AUD/USD struggles to gain strength despite the US Dollar corrects after the release of the US annual PPI report for August.
Investors see the Fed reducing interest rates by 25 bps next week.
Growing worries over Australian economic prospects have prompted the need of RBA rate cuts.
The AUD/USD pair strives for strong buying interest to extend its upside to near 0.6700 in Thursday’s North American session. The Aussie asset struggles to gain strength despite the release of the softer than expected United States (US) annual Producer Price Index (PPI) data for August.
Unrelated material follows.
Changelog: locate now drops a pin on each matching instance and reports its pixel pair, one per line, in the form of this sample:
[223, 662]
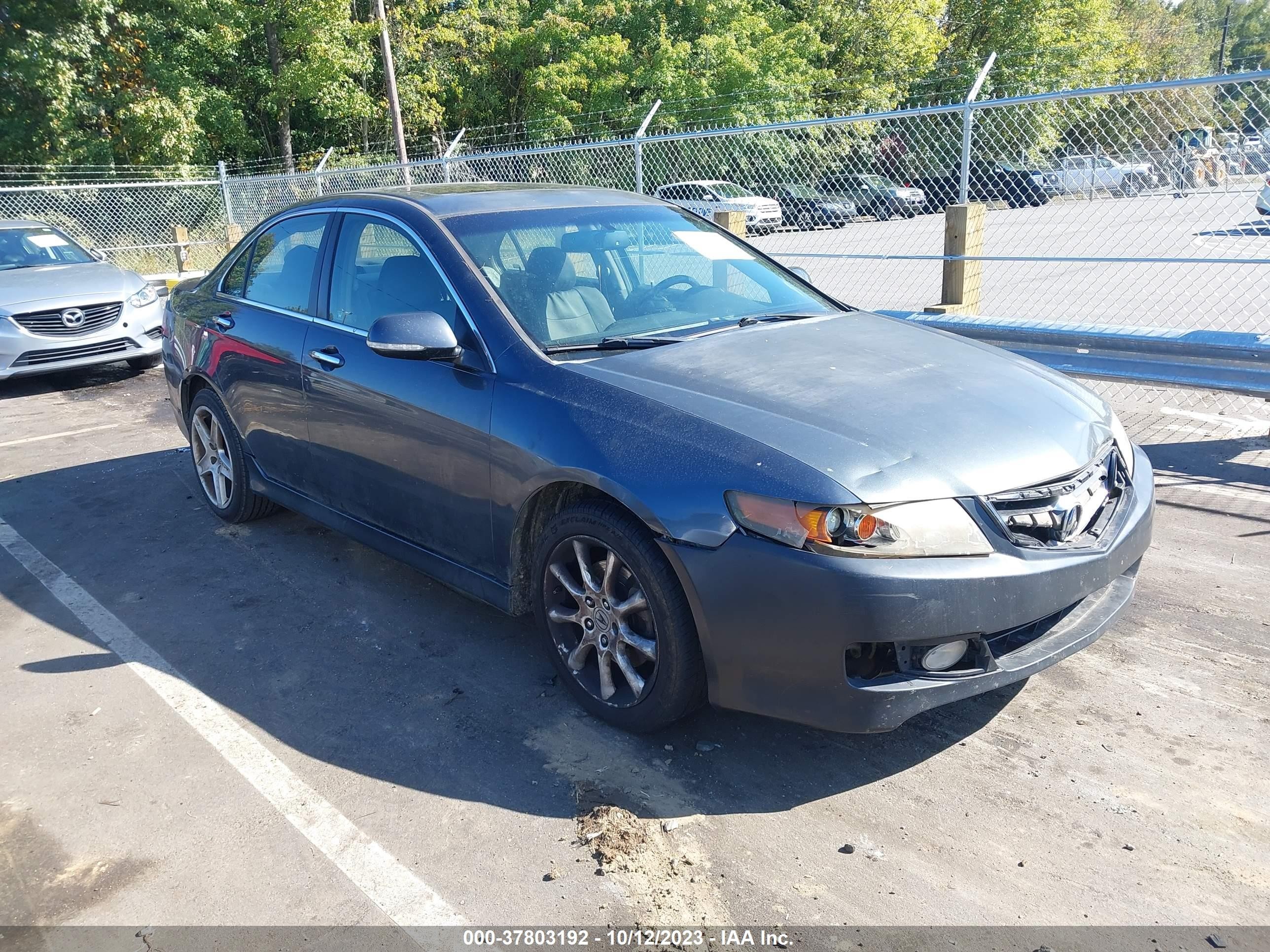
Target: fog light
[944, 657]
The PPI report showed that the annual headline PPI grew at a slower pace of 1.7% from the estimates of 1.8% and from 2.1% in July, downwardly revised from 2.2%. In the same period, the core producer inflation – which excludes volatile food and energy prices – rose steadily by 2.4%, slower than expectations of 2.5%. A slower pace in the price increase of goods and services at factory gates suggest a sluggish consumer spending trend, which generally prompts Federal Reserve (Fed) interest rate cut bets.
However, the monthly headline and core PPI rose at a faster-than-expected pace of 0.2% and 0.3%, respectively. Soft US annual PPI data has weighed on the US Dollar (USD). The US Dollar Index (DXY), which tracks the Greenback’s value against six major currencies, edges lower to near 101.60.